Malawi Acclab team engaged a diverse range of stakeholders to understand the key drivers of an unmanaged waste challenge given that waste collection by the municipal council is as low as 12%. The key take-out was that the drivers of the problem were lack of awareness of proper management of waste for households, lack of waste management innovations, lack of collaboration among stakeholders in the eco-system (especially private waste collectors and municipal council) and lack of financing. Initially, there was a hypothesis that the city council may need support in changing by-laws to improve operations, but the team learned that it is easy to update bylaws.
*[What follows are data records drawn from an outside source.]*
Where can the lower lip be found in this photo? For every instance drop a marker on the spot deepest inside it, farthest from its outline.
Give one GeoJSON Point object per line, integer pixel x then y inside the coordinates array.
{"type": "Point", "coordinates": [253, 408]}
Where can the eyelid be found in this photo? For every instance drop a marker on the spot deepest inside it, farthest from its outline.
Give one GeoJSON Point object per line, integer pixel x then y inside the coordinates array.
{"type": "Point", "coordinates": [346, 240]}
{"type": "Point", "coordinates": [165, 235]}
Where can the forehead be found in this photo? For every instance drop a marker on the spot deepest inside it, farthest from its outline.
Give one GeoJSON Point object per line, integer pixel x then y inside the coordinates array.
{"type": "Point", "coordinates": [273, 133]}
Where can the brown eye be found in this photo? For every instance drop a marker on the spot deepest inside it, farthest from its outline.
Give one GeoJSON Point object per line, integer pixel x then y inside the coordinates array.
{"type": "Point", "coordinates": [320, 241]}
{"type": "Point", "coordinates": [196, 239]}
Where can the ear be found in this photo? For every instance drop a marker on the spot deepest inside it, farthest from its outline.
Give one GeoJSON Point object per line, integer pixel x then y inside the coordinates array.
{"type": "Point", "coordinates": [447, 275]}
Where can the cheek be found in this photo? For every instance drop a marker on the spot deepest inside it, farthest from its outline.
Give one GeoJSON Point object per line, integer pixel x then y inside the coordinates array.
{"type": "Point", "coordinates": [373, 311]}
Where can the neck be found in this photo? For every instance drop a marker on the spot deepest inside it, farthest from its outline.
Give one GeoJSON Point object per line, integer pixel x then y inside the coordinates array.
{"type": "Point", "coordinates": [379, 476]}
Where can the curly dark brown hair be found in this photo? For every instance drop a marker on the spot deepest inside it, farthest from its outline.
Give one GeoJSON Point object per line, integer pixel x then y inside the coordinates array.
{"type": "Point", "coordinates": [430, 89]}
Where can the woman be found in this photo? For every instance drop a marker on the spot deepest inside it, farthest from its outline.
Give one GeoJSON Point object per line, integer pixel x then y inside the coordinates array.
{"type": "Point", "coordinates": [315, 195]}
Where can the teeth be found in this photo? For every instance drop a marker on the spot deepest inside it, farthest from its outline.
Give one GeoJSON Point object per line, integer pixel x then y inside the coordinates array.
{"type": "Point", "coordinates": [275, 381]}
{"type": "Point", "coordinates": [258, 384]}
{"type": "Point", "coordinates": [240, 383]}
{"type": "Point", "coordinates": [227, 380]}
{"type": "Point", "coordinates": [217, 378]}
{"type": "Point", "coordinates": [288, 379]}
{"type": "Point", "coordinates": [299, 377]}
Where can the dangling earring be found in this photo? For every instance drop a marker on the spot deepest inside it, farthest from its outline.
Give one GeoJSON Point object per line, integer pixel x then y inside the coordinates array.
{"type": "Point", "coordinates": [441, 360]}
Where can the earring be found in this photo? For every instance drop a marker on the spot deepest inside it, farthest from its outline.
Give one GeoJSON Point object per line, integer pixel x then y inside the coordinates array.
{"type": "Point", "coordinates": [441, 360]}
The team learnt that some households were able to self-regulate.
The Lab employed several techniques in the Collective Intelligence Playbook, including organizing a virtual mapathon in liaison with a local tech hub (mHub), Government’s Surveys Department and a group of volunteer mappers who worked from their various homes. The principal aim of the exercise was to identify the various resources available in Area 25 that are playing a role in generating and distributing waste. 15 volunteers trained in mapping and updated and clearly labelled map with over 1,000 structures mapped using an open access online map, OpenStreetMap.
Given the COVID-19 related restrictions, the Lab employed Online Community Engagement technique using survey monkey and learned that most of the waste is not separated (67%) and is not made available to recyclers (44%) due to use of rubbish pits and burning. Households disposing of waste outside their homes are relying more on private waste collectors than city and district councils. The team concluded that there is a huge opportunity in promoting recycling initiatives which require collaboration between households, private waste collectors and city and district councils to be effective.
Reflections of the four African countries
The GIS, satellite images, street mapping and tapping into a new data have all injected into SWM project in Ghana, Libya, Tanzania, and Malawi - working with diverse/uncommon actors and empowering people to achieve something unique and different.
During the journey in designing and building the collective inelegance projects, the four Labs in Africa noted that empowering citizens by being an active part in the projects is one of the most valuable/powerful pillars in our intervention. However, yet, how the engagement by citizens can be sustained? this is the challenge.
The next stage of the projects is to assess what works and what doesn’t in case the prototype is workable, we can then scale up to create an impact – if doesn’t, then perhaps some adjustments could require making it works. We will find out soon.